First of all thank you all for trying out indilinq and giving your feedback! It means a lot to everyone working on this little project!
First of all to answer some questions about the company, forum account and so on as by all means everything is in the open and nothing is secret and there is no need for anyone to be suspicious.
My name is Kostas and I have been an indigo domotics user for many years now (my user account is KostasV) after migrating from a horrible Fibaro experience. Over a year ago I founded Pegnio Ltd as a limited company based in the UK in order to create and publish some of the projects we have been working with friends under that company name. The reasons are mainly legal around potential liability, tax, accounting among others and also because we are developing a number of other initiatives including mobile games. We are a team of passionate developers who love getting things done!

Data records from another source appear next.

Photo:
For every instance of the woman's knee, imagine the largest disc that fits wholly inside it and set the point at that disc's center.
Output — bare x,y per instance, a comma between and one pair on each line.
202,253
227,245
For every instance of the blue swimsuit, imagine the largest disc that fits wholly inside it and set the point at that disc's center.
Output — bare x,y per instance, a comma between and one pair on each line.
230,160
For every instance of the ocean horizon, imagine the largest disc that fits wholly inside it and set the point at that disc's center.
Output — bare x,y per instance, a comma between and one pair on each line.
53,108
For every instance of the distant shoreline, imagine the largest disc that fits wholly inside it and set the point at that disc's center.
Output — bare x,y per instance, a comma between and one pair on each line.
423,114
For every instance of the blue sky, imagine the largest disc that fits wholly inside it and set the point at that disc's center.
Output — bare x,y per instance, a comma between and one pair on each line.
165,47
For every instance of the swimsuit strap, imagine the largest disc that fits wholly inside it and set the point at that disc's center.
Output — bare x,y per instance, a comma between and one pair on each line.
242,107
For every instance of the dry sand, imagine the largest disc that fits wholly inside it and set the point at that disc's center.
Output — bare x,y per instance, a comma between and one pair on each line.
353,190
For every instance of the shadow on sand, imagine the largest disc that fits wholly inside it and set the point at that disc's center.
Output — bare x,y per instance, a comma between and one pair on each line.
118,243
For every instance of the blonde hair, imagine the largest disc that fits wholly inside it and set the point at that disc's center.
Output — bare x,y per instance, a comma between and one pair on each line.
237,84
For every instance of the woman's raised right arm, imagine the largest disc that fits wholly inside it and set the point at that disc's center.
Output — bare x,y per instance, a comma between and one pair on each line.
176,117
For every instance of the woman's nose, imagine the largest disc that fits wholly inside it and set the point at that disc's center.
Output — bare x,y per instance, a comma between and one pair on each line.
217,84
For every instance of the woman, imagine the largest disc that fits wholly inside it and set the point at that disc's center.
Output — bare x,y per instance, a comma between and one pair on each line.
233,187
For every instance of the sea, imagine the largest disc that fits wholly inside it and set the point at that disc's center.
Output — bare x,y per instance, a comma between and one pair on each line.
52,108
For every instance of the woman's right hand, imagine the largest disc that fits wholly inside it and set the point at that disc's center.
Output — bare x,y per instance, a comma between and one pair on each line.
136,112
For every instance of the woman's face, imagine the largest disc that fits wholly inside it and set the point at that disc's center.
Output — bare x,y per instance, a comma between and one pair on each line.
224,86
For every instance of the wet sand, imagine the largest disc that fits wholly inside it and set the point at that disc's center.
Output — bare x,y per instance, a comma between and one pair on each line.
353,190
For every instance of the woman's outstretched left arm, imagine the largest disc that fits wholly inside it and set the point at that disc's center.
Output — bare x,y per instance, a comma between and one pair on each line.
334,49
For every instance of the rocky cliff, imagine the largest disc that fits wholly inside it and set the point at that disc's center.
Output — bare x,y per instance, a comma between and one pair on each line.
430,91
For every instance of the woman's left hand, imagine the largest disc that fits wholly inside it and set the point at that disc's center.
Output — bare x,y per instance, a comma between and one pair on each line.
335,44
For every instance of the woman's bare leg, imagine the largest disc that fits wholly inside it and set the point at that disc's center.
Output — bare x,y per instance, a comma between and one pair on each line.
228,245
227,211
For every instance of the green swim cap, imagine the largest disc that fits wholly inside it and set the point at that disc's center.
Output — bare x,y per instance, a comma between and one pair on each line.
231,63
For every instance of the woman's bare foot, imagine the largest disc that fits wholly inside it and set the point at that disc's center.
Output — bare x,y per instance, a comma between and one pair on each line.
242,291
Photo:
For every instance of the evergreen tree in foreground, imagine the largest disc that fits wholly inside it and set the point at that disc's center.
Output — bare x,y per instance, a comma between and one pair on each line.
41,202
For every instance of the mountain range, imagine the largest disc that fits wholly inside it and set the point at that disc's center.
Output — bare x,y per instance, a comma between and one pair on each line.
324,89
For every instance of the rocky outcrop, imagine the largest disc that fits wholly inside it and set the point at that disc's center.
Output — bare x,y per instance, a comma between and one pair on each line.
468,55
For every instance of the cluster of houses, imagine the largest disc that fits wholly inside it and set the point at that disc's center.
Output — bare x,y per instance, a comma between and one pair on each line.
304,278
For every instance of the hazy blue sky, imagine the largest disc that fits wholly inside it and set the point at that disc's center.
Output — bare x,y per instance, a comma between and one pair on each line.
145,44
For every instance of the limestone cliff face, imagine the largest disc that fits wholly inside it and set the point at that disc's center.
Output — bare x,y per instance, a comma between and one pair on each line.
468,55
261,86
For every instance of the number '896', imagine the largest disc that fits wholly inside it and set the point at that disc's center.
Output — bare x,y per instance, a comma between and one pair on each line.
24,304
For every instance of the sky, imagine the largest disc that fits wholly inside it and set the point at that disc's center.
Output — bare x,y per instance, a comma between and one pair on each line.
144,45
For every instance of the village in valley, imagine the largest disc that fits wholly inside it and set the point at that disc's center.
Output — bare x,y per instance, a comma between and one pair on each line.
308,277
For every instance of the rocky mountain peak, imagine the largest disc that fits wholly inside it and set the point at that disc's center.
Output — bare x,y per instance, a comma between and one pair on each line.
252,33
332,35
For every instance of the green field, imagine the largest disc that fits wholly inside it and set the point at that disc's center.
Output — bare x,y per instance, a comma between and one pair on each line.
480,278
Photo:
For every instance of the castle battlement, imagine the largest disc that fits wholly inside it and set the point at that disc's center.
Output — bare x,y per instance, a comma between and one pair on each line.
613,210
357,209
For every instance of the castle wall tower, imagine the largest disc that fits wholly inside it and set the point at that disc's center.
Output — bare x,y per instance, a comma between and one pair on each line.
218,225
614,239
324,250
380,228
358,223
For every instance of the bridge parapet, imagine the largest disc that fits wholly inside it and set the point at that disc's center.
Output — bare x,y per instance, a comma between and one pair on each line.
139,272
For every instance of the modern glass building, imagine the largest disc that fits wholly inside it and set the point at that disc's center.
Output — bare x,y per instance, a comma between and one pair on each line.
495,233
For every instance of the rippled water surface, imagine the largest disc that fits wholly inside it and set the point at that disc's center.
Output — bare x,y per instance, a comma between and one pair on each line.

Jay has been kind enough to share the low-level API and we will have a look and evaluate if it is maybe better to migrate to that instead of having a plugin, there are pros/cons but it looks like a fun project anyway! Also here I need to say a big thanks to everyone supporting indigo domotics for all the helpful answers they have given, it is vary rare these days this level of friendliness and support!
I have been taking note on some of the features that have been requested and we will discuss with the team as well to see what we can include in the next release. A bit thanks to all those taking the plunge and giving us their honest opinion.
On the questions of Terry around the security, we have taken every possible measure, maybe overdone it a bit as we have SSL certificates created on the first time the plugin is activated (so they are unique per installation) and also encrypt the messages using AES that are transmitted back and forth between the plugin and the mobile app. The password you enter into the plugin config screen is also stored encrypted (we opted not to use the key chain for now for other reasons). Also the app when switching from Cell plan to WiFI will check via Bonjour if the indilinq is there locally and will connect there again for both security and to avoid using external connections where possible. Keys are combination of static and dynamic, will not go into more detail, it was part of the fun of creating it!
As for Cython, we opted to use it for both speed, integrity of data (so users can't alter things and then comms get all messy) but it has many many limitations. We ideally wanted to compile the entire 'package' as a library but Cython doesn't work this way (yet) so we opted to include all the Open Source dependencies inside the plugin. Not the best way to distribute an application but the guys at indigo made it so easy as the 'package' can have directories and they run in an isolated python shell not affecting the user's experience in any way.
Once more a big thanks and please keep the feedback coming - good or bad - it is useful for us!